The Home Energy Saving Retrofit Rebate Program would require a home energy audit to precede any retrofit work. The audit would set the energy use baseline and present the opportunity to consider all possible retrofit options. Once the retrofit work is completed and verified, rebates would be awarded based on modeled energy savings. The program has a rigorous quality assurance component. The first ten retrofit jobs performed by a qualified contractor under the program are verified, with 60% of jobs verified thereafter.

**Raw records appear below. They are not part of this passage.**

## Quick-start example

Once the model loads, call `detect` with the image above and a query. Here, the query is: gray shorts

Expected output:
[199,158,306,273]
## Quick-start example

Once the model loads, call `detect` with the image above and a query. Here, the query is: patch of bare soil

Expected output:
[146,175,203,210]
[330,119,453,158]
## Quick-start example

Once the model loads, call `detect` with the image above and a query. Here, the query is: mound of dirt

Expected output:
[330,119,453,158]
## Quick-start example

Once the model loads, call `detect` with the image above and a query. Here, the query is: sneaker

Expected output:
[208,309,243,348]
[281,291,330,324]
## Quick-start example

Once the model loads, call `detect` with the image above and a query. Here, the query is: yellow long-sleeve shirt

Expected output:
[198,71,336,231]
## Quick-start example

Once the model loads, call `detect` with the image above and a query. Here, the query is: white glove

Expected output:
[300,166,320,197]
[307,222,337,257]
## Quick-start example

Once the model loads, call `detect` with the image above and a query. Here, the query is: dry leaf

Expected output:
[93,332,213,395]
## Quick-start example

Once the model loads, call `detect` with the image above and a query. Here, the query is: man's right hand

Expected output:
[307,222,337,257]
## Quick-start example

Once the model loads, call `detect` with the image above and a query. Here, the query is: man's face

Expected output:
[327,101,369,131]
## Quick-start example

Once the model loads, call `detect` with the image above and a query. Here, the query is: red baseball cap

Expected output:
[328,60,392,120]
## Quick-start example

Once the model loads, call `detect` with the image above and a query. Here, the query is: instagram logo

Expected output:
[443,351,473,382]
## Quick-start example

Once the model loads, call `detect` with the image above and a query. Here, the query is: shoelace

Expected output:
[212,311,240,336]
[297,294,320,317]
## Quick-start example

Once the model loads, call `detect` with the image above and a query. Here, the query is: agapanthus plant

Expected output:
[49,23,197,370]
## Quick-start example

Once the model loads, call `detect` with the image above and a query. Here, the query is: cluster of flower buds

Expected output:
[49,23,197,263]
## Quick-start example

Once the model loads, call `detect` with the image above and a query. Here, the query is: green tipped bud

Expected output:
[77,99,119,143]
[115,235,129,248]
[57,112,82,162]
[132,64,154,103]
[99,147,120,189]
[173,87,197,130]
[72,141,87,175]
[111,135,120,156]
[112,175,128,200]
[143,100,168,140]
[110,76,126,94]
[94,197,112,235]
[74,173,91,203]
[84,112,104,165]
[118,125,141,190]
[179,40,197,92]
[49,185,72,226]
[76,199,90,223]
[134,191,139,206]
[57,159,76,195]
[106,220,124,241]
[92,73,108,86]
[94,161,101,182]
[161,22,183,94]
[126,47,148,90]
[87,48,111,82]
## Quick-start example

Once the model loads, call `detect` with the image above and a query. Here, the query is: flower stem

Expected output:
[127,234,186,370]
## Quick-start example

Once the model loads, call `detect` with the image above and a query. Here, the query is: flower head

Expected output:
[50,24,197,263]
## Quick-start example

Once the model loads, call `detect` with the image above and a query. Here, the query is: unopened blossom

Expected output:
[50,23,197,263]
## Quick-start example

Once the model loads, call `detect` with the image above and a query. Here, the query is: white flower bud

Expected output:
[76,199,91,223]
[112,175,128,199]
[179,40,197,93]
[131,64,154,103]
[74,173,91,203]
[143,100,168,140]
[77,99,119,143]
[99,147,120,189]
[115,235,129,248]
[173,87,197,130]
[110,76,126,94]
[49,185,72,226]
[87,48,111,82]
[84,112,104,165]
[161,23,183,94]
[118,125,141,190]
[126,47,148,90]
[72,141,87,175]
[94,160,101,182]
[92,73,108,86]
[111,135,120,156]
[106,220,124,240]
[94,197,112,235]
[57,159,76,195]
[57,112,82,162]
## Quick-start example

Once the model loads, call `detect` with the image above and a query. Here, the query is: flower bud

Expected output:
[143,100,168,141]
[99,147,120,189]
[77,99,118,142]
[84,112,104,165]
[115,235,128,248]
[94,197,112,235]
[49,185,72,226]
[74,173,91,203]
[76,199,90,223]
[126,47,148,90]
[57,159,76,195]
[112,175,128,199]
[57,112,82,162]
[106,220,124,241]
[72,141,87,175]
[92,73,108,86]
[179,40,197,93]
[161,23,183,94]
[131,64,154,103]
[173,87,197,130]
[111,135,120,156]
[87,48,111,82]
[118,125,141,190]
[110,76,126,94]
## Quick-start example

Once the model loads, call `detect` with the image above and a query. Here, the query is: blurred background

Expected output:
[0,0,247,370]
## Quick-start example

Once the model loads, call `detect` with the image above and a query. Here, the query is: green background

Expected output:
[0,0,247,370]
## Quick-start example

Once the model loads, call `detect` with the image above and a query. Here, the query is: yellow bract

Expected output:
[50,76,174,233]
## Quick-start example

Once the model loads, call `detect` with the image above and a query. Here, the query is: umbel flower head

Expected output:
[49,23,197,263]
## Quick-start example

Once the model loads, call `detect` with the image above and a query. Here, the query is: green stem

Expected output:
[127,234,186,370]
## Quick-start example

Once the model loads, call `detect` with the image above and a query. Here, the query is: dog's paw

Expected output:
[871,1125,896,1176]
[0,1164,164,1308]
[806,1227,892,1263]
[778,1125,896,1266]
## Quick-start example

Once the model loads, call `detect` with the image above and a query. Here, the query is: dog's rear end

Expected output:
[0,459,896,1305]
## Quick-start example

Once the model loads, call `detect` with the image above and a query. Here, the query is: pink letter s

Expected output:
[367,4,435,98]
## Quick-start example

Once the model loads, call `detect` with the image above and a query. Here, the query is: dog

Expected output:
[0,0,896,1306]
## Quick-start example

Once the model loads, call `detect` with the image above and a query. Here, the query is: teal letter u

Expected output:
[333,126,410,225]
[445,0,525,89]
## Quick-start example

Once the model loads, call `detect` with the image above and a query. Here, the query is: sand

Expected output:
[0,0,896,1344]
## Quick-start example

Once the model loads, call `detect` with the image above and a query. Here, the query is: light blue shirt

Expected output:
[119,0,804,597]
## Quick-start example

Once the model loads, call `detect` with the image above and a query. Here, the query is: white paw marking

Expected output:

“More and more Americans are realizing that energy efficient retrofits financed or incentivized with public funds must be done right,” continues Stalknecht. “The HVAC equipment, the largest energy user in any household, must be sized properly and installed correctly in order achieve the intended results. Contractors accredited through the ACCA Quality Assurance program can help homeowners find greater energy savings with new, high efficiency HVAC equipment that eventually save enough money to pay for themselves.”

The legislation would authorize $500,000,000 to be allocated annually in fiscal years 2014-2017. Rebates would be paid directly to the homeowner through a rebate aggregator and after quality assurance checks are made.

The HOMES Act was referred to the House Energy and Commerce Committee and the Ways and Means Committee.